Второму Отцу не нравилось, что я веду календарь и заливаюсь слезами, словом — брыкаюсь знания. Пока меня не было, он марал мои тетрадки, от чернил они набухали. Когда я получила степень магистерки, это было в июле, из чернильных тетрадок вылезли мама и Юлия Кристева. Они были подружками и говорили по-французски, их понимала только я. Они хотели нас примирить, читали сказки на ночь или декламировали стихи, словно мы были младенчиками или поэт:ками.

Помню, что разозлилась и швырнула Второго Отца в воду. Море ругалось и ревело от боли, оно не усвоило его, тот не умел обращаться с плакательницами. Я гладила прибой, но он лишь бился и щипался солью, выплевывая страницу за страницей. Был шторм, было море, оно выло, чтобы я забрала Отца; он уже вылез весь мокрый, исходился волной от влаги, я кричала, я вырвала себе сердце, захлебывалась последним воздушным сгущением и вот — влезла на маяк и завизжала:

«Клиторальное чтение» — термин Катрин Малибу, феминистское переложение бартовского «удовольствия от чтения». Испытывать оргазм органом, что предназначен только и только для plaisir [ɛ̃ ple. ziʁ] — ни единой возможности для накопления! Мое тело рассекало пределы, выплескивая собственный избыток, разрывало соединительную ткань эпистемы, подходя к границе абсолютного безмолвия, пока не коснулось цитаты:
Я не хочу быть трудной, я хочу всего-навсего привлечь внимание к тем трудностям, без которых не может возникнуть никакое «я». (Дж.Батлер)
Вопль перед оргазмом уничтожается экстатическим молчанием. Тело настроено на самоускользание, клитор (от лат. clitorido) — лишь антенна, пропускающая удовольствие, но вместе с тем — затаившееся сокровище, как зелёное стёклышко пивной бутылки, ограненное морем, превращенное в изумруд.

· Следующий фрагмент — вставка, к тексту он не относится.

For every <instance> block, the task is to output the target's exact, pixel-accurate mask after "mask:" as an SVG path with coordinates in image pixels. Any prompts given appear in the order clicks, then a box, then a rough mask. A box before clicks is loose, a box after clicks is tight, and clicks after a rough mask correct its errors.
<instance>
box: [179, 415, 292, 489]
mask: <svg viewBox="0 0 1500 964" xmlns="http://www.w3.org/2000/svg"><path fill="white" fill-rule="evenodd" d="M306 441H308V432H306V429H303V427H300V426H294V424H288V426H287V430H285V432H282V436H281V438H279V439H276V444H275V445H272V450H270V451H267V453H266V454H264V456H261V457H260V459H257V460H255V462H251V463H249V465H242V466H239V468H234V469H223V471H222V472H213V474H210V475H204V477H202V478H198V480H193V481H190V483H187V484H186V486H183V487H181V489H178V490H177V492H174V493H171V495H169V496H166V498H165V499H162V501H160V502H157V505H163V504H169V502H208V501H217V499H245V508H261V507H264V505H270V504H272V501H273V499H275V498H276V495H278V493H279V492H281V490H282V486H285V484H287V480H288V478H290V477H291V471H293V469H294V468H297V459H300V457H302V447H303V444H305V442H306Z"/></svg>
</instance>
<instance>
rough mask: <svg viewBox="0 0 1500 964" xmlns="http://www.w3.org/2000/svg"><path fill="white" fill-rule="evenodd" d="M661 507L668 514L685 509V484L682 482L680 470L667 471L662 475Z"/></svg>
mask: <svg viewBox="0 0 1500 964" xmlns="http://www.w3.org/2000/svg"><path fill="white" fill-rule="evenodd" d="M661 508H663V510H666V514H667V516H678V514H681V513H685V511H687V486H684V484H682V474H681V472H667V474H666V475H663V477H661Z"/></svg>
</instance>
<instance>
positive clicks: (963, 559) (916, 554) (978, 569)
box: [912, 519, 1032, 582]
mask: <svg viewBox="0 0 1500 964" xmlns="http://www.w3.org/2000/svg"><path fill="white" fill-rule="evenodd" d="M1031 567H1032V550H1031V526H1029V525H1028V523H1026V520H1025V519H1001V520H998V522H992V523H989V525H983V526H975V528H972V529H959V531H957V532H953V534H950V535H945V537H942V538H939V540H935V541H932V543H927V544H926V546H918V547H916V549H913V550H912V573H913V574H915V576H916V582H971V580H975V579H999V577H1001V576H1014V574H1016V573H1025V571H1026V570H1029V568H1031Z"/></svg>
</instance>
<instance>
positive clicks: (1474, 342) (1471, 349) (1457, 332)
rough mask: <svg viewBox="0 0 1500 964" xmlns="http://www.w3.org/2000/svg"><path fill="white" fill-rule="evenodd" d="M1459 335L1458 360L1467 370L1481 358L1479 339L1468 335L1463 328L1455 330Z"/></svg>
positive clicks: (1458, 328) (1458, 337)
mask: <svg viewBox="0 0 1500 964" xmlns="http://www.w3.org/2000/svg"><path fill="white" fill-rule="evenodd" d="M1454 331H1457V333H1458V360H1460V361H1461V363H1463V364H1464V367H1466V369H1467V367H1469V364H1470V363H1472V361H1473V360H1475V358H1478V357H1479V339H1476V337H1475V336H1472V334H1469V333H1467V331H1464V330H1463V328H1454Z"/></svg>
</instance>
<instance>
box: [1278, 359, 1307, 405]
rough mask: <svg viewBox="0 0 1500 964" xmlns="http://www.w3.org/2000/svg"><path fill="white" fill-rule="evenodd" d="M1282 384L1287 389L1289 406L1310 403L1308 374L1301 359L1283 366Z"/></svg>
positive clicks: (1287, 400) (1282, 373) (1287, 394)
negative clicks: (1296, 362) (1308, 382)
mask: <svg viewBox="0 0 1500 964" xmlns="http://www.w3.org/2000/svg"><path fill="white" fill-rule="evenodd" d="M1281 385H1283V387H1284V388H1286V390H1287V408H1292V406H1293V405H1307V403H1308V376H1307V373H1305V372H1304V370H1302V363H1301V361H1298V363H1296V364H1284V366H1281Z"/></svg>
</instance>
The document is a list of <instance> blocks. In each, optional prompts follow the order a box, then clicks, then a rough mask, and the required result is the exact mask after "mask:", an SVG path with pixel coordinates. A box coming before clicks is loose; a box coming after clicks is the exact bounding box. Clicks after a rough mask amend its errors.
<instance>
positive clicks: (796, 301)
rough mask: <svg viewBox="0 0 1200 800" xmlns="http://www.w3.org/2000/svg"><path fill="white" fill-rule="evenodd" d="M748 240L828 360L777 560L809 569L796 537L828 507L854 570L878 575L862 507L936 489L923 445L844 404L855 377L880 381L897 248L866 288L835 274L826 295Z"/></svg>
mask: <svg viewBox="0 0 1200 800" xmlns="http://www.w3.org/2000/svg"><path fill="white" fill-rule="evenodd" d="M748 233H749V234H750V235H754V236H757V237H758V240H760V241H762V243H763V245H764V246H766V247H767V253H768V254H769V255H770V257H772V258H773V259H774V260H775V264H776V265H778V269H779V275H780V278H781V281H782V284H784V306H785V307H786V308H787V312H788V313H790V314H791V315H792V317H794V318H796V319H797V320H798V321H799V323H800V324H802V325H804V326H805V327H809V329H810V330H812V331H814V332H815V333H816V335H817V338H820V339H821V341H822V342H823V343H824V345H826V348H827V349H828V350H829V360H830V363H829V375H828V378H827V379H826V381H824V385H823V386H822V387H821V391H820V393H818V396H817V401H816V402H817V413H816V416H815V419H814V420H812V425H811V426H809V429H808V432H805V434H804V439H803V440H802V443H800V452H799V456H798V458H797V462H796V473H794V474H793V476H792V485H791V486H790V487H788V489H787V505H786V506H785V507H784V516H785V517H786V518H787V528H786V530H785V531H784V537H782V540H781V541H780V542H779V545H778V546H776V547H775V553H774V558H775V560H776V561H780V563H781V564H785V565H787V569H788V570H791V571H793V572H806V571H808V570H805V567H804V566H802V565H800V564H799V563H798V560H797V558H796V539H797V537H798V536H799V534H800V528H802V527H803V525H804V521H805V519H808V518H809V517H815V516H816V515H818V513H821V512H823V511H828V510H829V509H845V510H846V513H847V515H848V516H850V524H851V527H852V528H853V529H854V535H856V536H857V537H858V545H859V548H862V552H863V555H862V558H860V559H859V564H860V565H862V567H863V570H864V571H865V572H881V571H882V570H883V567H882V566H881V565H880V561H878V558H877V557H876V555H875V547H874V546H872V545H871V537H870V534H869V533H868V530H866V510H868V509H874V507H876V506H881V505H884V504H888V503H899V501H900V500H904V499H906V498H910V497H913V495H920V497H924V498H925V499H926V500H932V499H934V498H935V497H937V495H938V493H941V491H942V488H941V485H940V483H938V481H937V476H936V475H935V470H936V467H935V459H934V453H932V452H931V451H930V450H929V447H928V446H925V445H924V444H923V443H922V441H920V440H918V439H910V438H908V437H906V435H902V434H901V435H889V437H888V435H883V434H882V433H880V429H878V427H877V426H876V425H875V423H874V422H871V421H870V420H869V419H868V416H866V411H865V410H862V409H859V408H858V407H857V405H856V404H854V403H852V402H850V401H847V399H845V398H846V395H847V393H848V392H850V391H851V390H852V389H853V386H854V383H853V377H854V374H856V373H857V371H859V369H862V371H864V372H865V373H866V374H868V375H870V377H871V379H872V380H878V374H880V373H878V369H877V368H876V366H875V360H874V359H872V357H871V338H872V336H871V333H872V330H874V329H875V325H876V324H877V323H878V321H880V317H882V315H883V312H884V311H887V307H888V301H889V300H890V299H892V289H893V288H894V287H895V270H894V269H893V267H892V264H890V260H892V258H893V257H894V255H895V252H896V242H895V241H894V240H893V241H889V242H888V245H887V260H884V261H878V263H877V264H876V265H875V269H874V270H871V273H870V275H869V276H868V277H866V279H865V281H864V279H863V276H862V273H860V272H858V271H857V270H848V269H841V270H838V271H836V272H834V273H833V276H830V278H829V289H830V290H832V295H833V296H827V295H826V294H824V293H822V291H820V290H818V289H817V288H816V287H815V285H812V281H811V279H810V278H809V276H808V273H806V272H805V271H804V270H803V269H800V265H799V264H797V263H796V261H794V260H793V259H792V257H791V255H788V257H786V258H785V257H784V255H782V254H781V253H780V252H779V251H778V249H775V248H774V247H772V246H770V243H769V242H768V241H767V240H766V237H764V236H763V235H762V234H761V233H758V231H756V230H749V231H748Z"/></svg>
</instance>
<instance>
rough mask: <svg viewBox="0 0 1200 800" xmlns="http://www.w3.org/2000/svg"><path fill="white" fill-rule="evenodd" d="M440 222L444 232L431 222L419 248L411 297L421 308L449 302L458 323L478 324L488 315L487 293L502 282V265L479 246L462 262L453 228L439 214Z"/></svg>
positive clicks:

Сможет ли вопль сравниться? Представим: кричать не в ожидании наслаждения/боли, не в страхе перед — с этим я знакома. Кричать бессмысленно — не вопреки лакуне смысла, а благодаря. Разразиться в душе, заполнить криками второй этаж эллинга, утопить в слезах черноморское побережье, вымочить перьевую подушку, вопить в лесу, etc. Слёзы лучше оргазма, никто не посмеет довести истеричку до исступления, кроме нее самой. Агоническая кислота растворит папочкины книги, я залью их слезами — моему daddy пизда.
пустых
пороков
как панцири
от вздорных
гниющих
и выло
устриц
рыбок
японских
вышивать
съеживалось
фресковое
амаранты
небо
учила
гладью
сердце
сжигало
féminins
абрисы
великое
контуры
de famille
слов
дочь
хвостам
рыбьих
de noms
(у русалок
посейдона 🧜‍♀️
вагины
тел
Il n’y a pas
так принято)
амаранта
предпочли
обнявшись
повторяя
амаранта
бросалась
но те
они
прятала
в шторм
в омутниц
слушали
в заводи
выродится
как в
сгустки
мечтающих
песчанике
молчаливых
означивания
вопят
каракатиц
риф
кавалькады
коралловый
сирен
проклиная
🌊
🐟
🐚
🦪
  • авторка
    Аня Кузнецова
    Родилась в 1998 году в Новомосковске. Прозаица, магистерка филологии (РГГУ), гендерная исследовательница. Сокураторка проекта «кружок гендерных свобод» и соредакторка Feminist Orgy Mafia. Ведет канал «пограничное письмо».
    о тексте
    «Колыбельная для утопленницы» — сказка о волнорезах на Чёрном море, малышковом письме, утрате девичества и разном насилии. В этом тексте больше дерганности, чем грусти. Я писала его под впечатлением от практик наивного поэтического перевода, оттуда вылезли фрагментарность и эксперименты с детской речью.

    Когда я закончила сказку, то стала лучше понимать идею Батлер про субверсию, возможную изнутри закона. Когда происходит разрыв со значением, слова пухнут и лопаются — их можно потрогать.